I have a dataframe call it dfA,
ID Chronological Label
1 1 None
2 0 ONPEAPLFPH
3 0 JFECJGSQNS
4 1 None
5 1 None
6 0 MGMELTIVTJ
7 1 None
8 1 None
9 1 None
I want to assign a unique_id to the column Chronological such that each consequent repeated values has a "common" unique_id. That is I want the following desired output,
ID Chronological Label unique_id
1 1 None 1
2 0 ONPEAPLFPH 2
3 0 JFECJGSQNS 3
4 1 None 4
5 1 None 4
6 0 MGMELTIVTJ 5
7 1 None 6
8 1 None 6
9 1 None 6
I tried using a non-vectorized solution using for-loop but it is really slow,
starting_index = 0
unique_id = 1
dfs = []
for cL in dfA['Label'].unique():
if cL != "None":
current_index = dfA[dfA['Label']==cL].index.values[0]

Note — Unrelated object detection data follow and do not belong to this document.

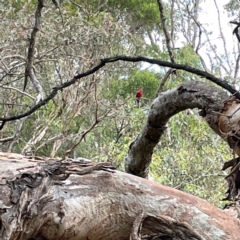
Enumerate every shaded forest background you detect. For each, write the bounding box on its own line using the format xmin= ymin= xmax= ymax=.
xmin=0 ymin=0 xmax=240 ymax=206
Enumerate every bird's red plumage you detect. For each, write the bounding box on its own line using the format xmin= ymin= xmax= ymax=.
xmin=136 ymin=88 xmax=143 ymax=98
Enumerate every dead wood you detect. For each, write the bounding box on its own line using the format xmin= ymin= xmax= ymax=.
xmin=0 ymin=153 xmax=240 ymax=240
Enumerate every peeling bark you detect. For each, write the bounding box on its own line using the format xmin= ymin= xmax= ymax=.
xmin=125 ymin=81 xmax=229 ymax=178
xmin=0 ymin=153 xmax=240 ymax=240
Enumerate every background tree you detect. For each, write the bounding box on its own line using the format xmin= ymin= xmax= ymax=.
xmin=1 ymin=1 xmax=238 ymax=211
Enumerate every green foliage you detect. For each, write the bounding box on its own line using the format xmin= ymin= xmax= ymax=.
xmin=151 ymin=112 xmax=231 ymax=206
xmin=102 ymin=69 xmax=160 ymax=102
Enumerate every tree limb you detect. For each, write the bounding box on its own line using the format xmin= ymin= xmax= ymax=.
xmin=0 ymin=56 xmax=240 ymax=130
xmin=125 ymin=81 xmax=228 ymax=178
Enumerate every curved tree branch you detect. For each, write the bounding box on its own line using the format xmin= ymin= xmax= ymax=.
xmin=0 ymin=56 xmax=240 ymax=130
xmin=125 ymin=81 xmax=228 ymax=178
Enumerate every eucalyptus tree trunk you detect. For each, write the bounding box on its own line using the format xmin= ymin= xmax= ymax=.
xmin=0 ymin=153 xmax=240 ymax=240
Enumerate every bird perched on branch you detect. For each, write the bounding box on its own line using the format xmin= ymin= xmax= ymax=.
xmin=136 ymin=88 xmax=143 ymax=107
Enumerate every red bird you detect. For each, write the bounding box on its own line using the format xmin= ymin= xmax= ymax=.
xmin=136 ymin=88 xmax=143 ymax=107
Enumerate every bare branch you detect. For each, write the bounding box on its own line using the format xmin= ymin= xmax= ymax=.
xmin=125 ymin=81 xmax=228 ymax=178
xmin=23 ymin=0 xmax=44 ymax=105
xmin=157 ymin=0 xmax=175 ymax=63
xmin=0 ymin=56 xmax=240 ymax=130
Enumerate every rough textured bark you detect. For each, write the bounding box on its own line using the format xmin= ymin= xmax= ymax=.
xmin=0 ymin=153 xmax=240 ymax=240
xmin=125 ymin=81 xmax=229 ymax=177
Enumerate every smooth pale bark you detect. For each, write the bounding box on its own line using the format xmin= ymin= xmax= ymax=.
xmin=125 ymin=81 xmax=229 ymax=178
xmin=0 ymin=153 xmax=240 ymax=240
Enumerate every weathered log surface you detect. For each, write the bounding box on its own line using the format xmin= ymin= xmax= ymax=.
xmin=0 ymin=154 xmax=240 ymax=240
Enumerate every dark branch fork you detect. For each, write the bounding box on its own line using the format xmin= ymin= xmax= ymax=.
xmin=0 ymin=56 xmax=240 ymax=130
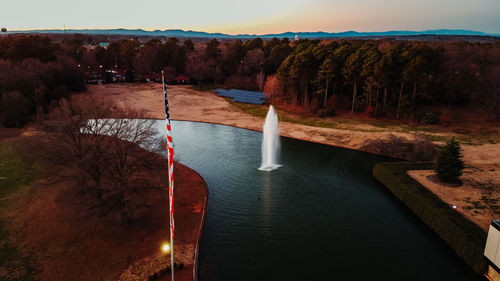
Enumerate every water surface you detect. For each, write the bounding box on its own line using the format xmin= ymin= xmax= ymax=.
xmin=159 ymin=121 xmax=480 ymax=281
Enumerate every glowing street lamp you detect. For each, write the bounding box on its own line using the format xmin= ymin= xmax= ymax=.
xmin=161 ymin=242 xmax=170 ymax=254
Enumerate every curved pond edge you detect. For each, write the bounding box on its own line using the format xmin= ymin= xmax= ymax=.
xmin=190 ymin=168 xmax=208 ymax=281
xmin=372 ymin=162 xmax=488 ymax=275
xmin=153 ymin=118 xmax=407 ymax=161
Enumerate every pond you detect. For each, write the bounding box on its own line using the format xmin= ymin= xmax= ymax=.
xmin=157 ymin=121 xmax=480 ymax=281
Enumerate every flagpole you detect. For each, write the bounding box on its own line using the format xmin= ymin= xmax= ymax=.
xmin=161 ymin=70 xmax=175 ymax=281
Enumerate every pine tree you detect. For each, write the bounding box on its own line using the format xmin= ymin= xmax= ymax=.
xmin=434 ymin=138 xmax=464 ymax=182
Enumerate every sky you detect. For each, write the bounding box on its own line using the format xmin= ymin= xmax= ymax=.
xmin=0 ymin=0 xmax=500 ymax=34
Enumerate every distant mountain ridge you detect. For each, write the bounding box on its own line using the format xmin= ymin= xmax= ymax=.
xmin=8 ymin=28 xmax=500 ymax=39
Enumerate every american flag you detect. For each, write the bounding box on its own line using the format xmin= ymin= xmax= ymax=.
xmin=161 ymin=71 xmax=174 ymax=238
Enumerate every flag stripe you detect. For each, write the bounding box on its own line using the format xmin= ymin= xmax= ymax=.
xmin=162 ymin=74 xmax=175 ymax=236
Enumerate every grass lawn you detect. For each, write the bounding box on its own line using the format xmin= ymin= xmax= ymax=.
xmin=0 ymin=142 xmax=38 ymax=280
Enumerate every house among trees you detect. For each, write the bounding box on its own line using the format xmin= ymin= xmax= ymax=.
xmin=174 ymin=75 xmax=191 ymax=84
xmin=105 ymin=69 xmax=127 ymax=83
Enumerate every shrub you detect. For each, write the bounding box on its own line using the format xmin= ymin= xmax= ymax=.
xmin=433 ymin=138 xmax=464 ymax=182
xmin=373 ymin=162 xmax=488 ymax=274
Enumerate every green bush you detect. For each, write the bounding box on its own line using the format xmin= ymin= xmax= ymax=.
xmin=373 ymin=162 xmax=488 ymax=274
xmin=433 ymin=138 xmax=464 ymax=182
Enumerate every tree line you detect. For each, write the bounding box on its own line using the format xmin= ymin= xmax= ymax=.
xmin=0 ymin=35 xmax=500 ymax=125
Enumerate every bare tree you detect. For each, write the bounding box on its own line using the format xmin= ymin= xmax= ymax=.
xmin=24 ymin=97 xmax=166 ymax=223
xmin=255 ymin=70 xmax=266 ymax=91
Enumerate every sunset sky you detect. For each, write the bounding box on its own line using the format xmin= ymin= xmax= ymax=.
xmin=0 ymin=0 xmax=500 ymax=34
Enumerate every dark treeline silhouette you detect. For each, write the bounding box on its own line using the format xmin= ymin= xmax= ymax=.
xmin=0 ymin=35 xmax=500 ymax=126
xmin=0 ymin=36 xmax=85 ymax=127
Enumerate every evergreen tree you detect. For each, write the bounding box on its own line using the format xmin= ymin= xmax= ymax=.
xmin=434 ymin=138 xmax=464 ymax=182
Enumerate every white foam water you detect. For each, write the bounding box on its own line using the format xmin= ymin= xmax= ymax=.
xmin=259 ymin=105 xmax=281 ymax=171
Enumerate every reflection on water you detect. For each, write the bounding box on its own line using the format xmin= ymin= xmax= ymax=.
xmin=151 ymin=121 xmax=478 ymax=281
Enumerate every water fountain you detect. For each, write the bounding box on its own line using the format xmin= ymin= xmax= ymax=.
xmin=259 ymin=105 xmax=281 ymax=171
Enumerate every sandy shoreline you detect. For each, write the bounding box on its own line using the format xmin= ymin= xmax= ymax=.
xmin=88 ymin=81 xmax=500 ymax=252
xmin=88 ymin=83 xmax=500 ymax=165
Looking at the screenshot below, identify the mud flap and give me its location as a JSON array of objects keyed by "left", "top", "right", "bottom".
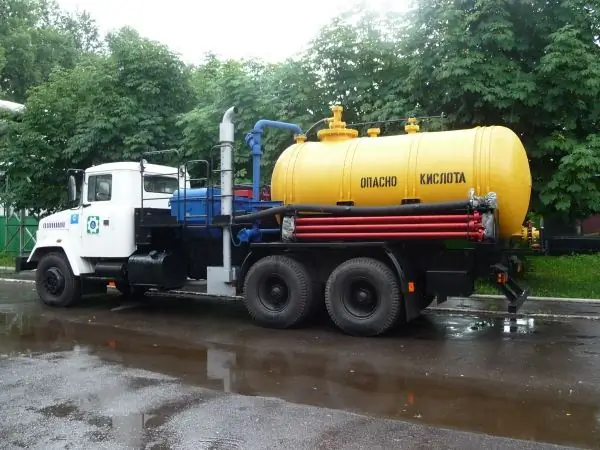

sliced_df = dfA.iloc[starting_index:current_index+1, :]
sliced_df_ = sliced_df.copy()
if len(sliced_df_)>=1:
sliced_df_['unique_id'] = unique_id
starting_index = current_index
unique_id += 1
dfs.append(sliced_df_)
df_concat = pd.concat(dfs, axis=0)
Is there a more efficient way to solve it?